Reed: One morning, back when I had a newborn and a toddler and I was exhausted, Mollie and Lauren kept telling me I should take a bath and that they would watch the kids. And I was like no, no, no...but Lauren went into their bathroom and just set it up for me. That first time, when I lay back in the hot water, it felt like surrender. I’d been going, going, going, and then suddenly I had this moment to myself. I remember Carole King was playing on the record player. I felt so taken care of.

Eric: Now Reed takes baths over there all the time. And Mollie and Lauren would always say I should too, but I’d always say that I was okay. But I want to point out that Reed never actually got rose petals, but the one time I decided to take a bath… I got rose petals (laughs).

What advice do you have for people thinking about living near their friends?

Mollie: Obviously any big choice you make can feel hard and different and scary, but sometimes you just have to live your life as if everything is an opportunity. And sometimes life gives you opportunities to change things up.

Reed: Yeah, we had plenty of people and some family in Brooklyn, but it was 2020 and I was eight months pregnant! So we decide to take a risk, pack up the U-Haul, and head to North Carolina. It was pretty impulsive, but it was without a doubt the right decision!

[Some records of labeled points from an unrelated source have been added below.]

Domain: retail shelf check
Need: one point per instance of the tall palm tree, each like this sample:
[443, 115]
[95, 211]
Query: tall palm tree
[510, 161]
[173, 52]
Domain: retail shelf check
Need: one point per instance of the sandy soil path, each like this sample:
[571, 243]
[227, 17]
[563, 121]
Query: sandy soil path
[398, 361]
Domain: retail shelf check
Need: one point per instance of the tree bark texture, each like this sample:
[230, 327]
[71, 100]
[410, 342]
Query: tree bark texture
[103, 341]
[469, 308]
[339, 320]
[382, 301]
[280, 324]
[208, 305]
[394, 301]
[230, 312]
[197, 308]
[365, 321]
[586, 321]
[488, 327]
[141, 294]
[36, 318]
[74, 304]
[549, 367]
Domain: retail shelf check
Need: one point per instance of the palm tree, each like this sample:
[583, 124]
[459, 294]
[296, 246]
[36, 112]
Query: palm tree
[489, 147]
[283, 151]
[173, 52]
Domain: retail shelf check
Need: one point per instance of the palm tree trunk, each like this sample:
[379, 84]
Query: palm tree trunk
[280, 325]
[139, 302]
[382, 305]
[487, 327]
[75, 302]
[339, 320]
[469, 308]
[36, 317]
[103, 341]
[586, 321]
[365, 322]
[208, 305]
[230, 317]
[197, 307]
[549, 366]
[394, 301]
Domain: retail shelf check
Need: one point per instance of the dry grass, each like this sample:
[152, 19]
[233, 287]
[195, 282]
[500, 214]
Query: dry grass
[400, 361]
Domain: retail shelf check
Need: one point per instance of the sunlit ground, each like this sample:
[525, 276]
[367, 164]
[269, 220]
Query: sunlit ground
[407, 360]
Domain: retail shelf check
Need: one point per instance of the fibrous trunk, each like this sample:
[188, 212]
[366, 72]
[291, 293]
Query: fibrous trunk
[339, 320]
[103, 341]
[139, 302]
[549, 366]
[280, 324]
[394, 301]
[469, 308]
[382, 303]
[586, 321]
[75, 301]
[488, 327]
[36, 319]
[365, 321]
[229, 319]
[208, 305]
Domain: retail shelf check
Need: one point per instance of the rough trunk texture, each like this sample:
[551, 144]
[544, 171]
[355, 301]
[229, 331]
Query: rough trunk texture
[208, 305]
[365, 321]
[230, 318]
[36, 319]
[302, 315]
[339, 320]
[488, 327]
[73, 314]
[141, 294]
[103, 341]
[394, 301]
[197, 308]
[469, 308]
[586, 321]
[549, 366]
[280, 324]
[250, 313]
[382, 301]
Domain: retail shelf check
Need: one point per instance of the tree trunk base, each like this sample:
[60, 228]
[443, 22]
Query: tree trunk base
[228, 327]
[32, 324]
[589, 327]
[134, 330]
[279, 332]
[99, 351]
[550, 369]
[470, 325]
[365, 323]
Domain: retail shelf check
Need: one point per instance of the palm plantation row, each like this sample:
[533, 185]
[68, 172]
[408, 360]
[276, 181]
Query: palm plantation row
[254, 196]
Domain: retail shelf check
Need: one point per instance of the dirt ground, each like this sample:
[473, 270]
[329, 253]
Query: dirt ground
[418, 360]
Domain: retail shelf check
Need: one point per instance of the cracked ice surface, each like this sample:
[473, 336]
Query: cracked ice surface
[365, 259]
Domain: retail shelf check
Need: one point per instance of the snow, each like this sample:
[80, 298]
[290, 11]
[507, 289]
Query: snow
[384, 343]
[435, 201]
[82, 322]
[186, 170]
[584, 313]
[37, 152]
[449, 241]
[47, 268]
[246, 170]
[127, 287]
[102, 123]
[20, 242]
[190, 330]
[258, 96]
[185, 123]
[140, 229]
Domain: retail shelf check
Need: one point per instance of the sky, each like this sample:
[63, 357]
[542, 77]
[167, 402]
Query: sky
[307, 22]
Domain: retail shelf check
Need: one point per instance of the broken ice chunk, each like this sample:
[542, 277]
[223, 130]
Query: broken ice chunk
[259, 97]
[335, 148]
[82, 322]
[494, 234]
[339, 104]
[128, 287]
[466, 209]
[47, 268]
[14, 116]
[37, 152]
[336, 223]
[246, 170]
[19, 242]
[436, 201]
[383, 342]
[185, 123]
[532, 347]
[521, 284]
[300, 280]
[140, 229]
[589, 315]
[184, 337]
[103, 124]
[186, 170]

Lauren: I think that you can choose to live near friends and then also let your relationship develop at the speed that you feel comfortable with. We didn’t start with extreme closeness–we have built this over years. Relationships take time. Sacrifice is a part of it, because people are like, I want to live in this place, no I want to live in that place. But in the end I don’t care what city I’m in, I care about being around people who I love and who are nourishing.

Eric: Mollie and Lauren put out a lot of love into the world, and that’s really the key to making this work. You two put out a lot of love, and help people, and then the people worth anything at all will reciprocate and commit to the friendship.